FANG: DREAMS OF DARKCHYLDE has an interesting cast of characters—from Ariel Chylde, Kiley and the freakish-looking Big Jake. Tell us more about the relationships between these three protagonists.

QUEEN: It’s hard without spoiling, but one is revealed to be a revenge-driven poltergeist, and one is an innocent, misguided, and easily fooled protector—just a gentle, unassuming spirit. And Ariel is the girl who can become the creatures from her nightmares—but not while she’s in the nightmare. So, she develops other nocturnal abilities as she asserts control and becomes more lucid and aware of how the dreamscape responds to her.
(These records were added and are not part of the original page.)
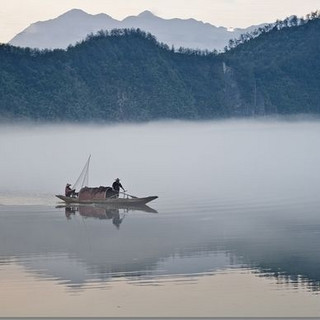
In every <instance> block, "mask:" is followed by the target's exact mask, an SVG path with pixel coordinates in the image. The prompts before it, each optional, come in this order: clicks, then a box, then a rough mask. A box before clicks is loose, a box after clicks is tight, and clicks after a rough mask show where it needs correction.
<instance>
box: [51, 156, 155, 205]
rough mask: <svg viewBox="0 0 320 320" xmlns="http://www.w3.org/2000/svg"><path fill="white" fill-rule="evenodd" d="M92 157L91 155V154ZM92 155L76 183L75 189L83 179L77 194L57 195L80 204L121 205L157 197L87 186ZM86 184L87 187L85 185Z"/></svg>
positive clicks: (130, 204) (87, 184)
mask: <svg viewBox="0 0 320 320" xmlns="http://www.w3.org/2000/svg"><path fill="white" fill-rule="evenodd" d="M90 157H91V156H90ZM90 157H89V158H88V160H87V162H86V164H85V166H84V168H83V170H82V172H81V174H80V176H79V178H78V179H77V182H76V183H75V184H74V186H73V189H74V190H75V189H76V187H77V185H78V184H79V182H81V181H82V183H81V187H80V190H79V192H78V193H76V196H75V195H73V196H66V195H61V194H57V195H56V197H57V198H59V199H60V200H62V201H64V202H65V203H67V204H69V203H80V204H92V203H99V204H110V205H111V204H112V205H119V206H128V205H129V206H141V205H145V204H146V203H148V202H150V201H152V200H155V199H157V198H158V197H157V196H149V197H142V198H139V197H135V196H132V195H130V194H127V193H125V192H116V191H115V190H113V189H112V188H111V187H104V186H100V187H94V188H91V187H86V186H87V185H88V180H89V178H88V174H89V163H90ZM84 186H85V187H84Z"/></svg>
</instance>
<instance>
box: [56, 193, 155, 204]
mask: <svg viewBox="0 0 320 320" xmlns="http://www.w3.org/2000/svg"><path fill="white" fill-rule="evenodd" d="M56 197H57V198H59V199H60V200H62V201H64V202H66V203H83V204H85V203H86V204H91V203H99V204H112V205H116V204H118V205H121V206H127V205H128V206H135V205H136V206H141V205H144V204H147V203H148V202H150V201H152V200H155V199H157V198H158V197H157V196H149V197H143V198H138V197H133V196H130V195H126V197H124V198H121V197H120V198H115V197H114V198H92V199H85V200H81V199H79V197H66V196H63V195H60V194H57V195H56Z"/></svg>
FANG: In DREAMS OF DARKCHYLDE, Ariel has a self-reflective and lyrical prose to her narration. Big Jake, though freakish looking, is 17 years old and reacts like a typical teenager. With their dialogue being so different, is it difficult to switch back and forth between characterizations?

QUEEN: Once you understand where each is coming from, it gets easier.
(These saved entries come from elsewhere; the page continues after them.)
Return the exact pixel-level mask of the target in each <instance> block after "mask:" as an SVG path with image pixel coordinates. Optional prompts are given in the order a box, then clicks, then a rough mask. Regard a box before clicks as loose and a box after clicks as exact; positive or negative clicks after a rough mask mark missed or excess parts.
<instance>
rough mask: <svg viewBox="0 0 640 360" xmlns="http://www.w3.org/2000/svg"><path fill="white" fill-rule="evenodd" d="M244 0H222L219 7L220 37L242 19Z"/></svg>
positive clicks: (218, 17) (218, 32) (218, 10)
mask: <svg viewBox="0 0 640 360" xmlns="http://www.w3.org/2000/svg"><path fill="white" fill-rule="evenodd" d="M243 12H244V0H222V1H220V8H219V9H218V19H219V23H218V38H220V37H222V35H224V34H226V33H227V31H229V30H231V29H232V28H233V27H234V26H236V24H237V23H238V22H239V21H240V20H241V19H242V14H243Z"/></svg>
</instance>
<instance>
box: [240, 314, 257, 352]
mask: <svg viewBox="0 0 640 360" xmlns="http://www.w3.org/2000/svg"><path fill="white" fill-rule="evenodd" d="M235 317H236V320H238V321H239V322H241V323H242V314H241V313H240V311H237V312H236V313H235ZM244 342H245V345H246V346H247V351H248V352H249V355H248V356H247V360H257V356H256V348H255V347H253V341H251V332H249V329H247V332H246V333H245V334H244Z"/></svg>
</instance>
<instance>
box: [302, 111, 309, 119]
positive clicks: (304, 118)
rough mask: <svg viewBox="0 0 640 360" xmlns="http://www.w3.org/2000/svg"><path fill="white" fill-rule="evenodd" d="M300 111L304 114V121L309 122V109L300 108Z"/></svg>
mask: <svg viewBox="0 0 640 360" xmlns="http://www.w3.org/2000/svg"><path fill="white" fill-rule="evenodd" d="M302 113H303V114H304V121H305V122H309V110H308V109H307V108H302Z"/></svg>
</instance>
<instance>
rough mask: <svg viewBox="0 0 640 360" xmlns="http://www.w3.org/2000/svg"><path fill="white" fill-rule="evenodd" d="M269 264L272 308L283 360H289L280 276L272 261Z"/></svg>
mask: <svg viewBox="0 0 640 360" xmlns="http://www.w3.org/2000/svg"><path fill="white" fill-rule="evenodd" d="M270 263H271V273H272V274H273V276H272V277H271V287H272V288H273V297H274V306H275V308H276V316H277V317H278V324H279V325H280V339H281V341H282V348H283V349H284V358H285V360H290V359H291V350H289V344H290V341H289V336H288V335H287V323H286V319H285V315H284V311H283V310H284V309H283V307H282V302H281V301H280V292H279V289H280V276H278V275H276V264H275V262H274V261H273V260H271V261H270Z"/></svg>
FANG: In this coming-of-age tale, Ariel has trouble finding her place in her new high school, which is a living embodiment of hell. She wants to fit in, but is ostracized by the popular girls and even by a male teacher, which is such a memorable scene. Discuss the story’s themes of teen angst and self-discovery.
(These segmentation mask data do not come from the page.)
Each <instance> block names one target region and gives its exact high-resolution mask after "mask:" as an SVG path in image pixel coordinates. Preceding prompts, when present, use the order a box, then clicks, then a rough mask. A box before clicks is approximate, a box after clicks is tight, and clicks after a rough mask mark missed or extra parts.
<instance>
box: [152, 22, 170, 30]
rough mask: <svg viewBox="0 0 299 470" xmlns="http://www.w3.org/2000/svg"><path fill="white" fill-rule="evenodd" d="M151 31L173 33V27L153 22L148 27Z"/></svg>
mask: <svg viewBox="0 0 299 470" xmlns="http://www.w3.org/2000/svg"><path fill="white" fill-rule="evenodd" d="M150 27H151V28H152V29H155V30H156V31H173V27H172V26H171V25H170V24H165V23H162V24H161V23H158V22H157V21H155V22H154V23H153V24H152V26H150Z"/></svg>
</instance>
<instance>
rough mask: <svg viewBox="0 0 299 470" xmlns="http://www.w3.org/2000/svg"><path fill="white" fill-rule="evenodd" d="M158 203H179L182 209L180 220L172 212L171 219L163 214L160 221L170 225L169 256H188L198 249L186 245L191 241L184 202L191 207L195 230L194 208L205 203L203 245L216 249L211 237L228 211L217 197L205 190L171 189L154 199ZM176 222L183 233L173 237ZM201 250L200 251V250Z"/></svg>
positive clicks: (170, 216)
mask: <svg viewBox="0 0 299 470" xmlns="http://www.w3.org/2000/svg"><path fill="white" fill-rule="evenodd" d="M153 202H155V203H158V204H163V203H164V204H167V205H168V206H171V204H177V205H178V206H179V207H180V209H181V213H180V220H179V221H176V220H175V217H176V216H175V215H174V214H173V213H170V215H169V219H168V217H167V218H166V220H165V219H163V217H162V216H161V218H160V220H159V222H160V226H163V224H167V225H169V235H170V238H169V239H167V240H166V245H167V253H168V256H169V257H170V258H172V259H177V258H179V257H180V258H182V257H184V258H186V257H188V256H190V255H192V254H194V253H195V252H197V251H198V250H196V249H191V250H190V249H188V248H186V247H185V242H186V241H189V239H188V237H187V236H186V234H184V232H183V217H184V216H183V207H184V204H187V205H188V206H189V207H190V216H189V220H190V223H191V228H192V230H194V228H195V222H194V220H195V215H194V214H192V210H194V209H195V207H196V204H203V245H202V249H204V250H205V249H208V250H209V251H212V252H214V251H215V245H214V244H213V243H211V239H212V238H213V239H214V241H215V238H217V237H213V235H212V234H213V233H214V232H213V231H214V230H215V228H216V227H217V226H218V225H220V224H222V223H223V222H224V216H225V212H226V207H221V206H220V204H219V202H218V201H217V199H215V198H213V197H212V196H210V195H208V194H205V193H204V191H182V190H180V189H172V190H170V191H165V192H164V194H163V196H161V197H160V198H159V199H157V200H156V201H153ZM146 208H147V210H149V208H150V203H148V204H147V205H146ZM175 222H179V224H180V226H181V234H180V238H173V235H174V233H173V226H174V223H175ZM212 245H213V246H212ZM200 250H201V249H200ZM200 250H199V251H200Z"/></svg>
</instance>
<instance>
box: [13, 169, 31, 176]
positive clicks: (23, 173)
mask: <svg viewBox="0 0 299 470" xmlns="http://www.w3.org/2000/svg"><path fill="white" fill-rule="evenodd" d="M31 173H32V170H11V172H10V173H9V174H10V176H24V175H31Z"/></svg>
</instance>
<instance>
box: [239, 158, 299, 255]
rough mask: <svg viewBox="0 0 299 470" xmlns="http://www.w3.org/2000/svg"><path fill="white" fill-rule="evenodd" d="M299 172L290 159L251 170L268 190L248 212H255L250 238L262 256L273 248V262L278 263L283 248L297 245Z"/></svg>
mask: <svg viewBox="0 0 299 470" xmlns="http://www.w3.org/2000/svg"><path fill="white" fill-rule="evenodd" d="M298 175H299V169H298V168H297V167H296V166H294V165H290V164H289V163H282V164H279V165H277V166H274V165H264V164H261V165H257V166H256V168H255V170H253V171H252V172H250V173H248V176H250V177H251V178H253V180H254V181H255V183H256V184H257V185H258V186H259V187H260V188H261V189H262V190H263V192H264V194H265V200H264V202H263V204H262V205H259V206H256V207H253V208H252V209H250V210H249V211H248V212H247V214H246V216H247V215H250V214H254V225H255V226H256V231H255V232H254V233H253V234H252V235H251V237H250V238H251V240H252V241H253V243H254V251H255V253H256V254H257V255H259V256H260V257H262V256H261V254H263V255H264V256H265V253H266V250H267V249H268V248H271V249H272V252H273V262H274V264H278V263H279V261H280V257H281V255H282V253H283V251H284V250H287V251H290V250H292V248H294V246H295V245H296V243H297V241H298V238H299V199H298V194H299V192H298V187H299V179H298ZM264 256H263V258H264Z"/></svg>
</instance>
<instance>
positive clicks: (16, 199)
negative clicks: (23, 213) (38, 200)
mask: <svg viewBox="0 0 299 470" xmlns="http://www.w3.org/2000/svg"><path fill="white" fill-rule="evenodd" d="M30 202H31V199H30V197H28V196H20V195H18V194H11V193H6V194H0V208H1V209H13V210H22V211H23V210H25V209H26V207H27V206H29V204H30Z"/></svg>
QUEEN: There are no new themes, so the onus is, how unique is your delivery? Angst and self-discovery continue as you leave your teenage years, and everyone feels the outcast at times. I think kindness for kindness, and courtesy for courtesy, should be a fair karmic equation in life, but it doesn’t always go that way, does it? So, you take these truths we’re all familiar with and make them mythic in a setting like this. It’s about pushing on despite pain and struggle. I won’t be around forever, so I try to be very cognizant in what type of message I leave with the reader. Some people got hung up on Ariel’s father attacking her in the first issue of the comic, and I sort of got lynched for it. But frankly, they weren’t paying attention; because if they were paying attention, they’d know that a) in a horror story, horrible things happen, and b) it’s revealed later in the story he wasn’t actually her father and c) the underlying morality and consequence of action are clearly on display on the very next page, where this person pays the ultimate price for the transgression. The tale of Ariel Chylde is a dark myth for people who enjoy dark myths, it’s not MARY POPPINS. Your first goal is to entertain, yet there has to be something woven in a bit deeper that has appealed for so long, there has to be something that still resonates over time. Those simple truths we recognize and relate to are key, and I think it’s why people have remembered Ariel and continue to care about her—she is them. She is us. And we are her. It would be a disservice not to show that life can sometimes be quite ugly; that’s the reality of fantasy.